Light can disrupt our natural sleep-wake cycle, also known as our circadian rhythm. Blue light is particularly good at this. We need blue light during the day to keep up awake, alert and focused but at night it can be detrimental. And electrical devices with screens as well as energy saving light bulbs are the biggest culprits. Sleep and mood are very closely linked meaning that poor sleep patterns really can have a major effect on your general well being.
We don’t know why light exposure at night is so bad for us but even dim light suppresses melatonin, a hormone which is essential for regulating our circadian rhythm. And there have been some recent studies suggesting a link between low levels of melatonin and cancer, particularly in long term night shift workers. Studies have also demonstrated a possible link between night time light exposure and heart disease, diabetes and obesity. There is plenty of ongoing research into these potentially preventable, global chronic illnesses, including their causes.

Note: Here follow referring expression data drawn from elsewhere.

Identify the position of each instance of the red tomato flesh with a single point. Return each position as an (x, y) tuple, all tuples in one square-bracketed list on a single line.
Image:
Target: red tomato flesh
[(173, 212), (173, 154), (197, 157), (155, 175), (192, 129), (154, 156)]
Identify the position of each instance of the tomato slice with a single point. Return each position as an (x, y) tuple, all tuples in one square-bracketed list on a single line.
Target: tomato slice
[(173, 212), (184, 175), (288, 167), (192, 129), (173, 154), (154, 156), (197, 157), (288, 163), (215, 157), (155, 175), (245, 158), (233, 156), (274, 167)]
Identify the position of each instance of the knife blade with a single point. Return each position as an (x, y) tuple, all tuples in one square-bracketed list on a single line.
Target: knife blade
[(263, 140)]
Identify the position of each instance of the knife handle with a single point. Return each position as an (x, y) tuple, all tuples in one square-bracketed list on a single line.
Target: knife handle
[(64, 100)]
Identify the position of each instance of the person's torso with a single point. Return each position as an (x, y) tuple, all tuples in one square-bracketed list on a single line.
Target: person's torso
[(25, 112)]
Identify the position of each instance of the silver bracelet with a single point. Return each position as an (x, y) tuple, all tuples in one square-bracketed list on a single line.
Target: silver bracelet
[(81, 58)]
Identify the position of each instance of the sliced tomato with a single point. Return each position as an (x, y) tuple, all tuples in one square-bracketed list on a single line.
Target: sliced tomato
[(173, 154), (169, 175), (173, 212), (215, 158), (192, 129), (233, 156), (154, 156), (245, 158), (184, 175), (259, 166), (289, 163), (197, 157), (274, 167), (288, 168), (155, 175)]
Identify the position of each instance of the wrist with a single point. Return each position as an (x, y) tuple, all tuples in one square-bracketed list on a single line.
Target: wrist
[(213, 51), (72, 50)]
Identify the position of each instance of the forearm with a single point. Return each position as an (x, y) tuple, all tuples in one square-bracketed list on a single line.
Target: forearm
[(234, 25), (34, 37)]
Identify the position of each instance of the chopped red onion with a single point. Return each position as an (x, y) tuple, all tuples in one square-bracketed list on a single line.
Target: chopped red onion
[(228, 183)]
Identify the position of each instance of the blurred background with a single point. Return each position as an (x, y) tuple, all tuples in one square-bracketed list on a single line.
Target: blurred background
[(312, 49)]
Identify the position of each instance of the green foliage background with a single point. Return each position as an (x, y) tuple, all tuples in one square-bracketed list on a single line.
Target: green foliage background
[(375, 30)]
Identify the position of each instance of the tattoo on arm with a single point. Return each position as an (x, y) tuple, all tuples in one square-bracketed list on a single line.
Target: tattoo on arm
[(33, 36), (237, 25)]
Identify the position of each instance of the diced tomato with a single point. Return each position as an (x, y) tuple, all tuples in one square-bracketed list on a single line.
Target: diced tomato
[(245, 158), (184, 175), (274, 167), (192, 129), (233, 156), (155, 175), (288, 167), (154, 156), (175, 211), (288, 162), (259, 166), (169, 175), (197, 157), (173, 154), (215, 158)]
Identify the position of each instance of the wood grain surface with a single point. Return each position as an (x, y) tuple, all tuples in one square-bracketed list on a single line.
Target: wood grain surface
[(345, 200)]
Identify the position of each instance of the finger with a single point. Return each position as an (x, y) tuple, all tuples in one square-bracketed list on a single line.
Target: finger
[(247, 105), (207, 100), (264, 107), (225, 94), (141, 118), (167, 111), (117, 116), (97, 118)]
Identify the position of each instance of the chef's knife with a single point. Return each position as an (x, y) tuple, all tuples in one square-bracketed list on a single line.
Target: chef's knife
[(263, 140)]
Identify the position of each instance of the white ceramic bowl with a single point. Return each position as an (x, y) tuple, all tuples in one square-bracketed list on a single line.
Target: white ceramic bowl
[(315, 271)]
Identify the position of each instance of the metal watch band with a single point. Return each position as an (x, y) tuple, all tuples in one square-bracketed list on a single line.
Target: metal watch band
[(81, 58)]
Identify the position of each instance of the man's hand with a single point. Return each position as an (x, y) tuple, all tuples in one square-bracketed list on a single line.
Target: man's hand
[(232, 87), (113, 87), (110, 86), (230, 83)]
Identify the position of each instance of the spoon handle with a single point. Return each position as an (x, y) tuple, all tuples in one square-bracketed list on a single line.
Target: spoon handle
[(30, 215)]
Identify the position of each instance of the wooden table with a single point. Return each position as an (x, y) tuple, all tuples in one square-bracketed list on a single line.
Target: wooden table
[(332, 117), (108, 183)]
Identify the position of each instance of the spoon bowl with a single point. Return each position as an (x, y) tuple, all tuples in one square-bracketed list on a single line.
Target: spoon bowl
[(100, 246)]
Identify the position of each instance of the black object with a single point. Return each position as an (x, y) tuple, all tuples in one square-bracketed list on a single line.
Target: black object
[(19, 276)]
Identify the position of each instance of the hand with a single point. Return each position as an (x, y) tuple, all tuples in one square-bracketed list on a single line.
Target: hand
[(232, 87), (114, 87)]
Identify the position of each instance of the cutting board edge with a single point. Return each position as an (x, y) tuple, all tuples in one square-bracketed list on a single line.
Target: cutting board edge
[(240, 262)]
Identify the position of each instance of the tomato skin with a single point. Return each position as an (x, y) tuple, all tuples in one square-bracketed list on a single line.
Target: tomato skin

We have to remember that just because we can check our phones any time we want to, doesn’t mean we should. So, why not try turning off all your gadgets at least an hour or two before bed, buy an an old fashioned alarm clock (you know, the type you had at school) and leave your phone in the living room? Self discipline and self control are difficult but with practice it all becomes second nature. And although research is wonderful, we have to rely on our common sense too. After all, it's bright during the day and dark at night for a reason.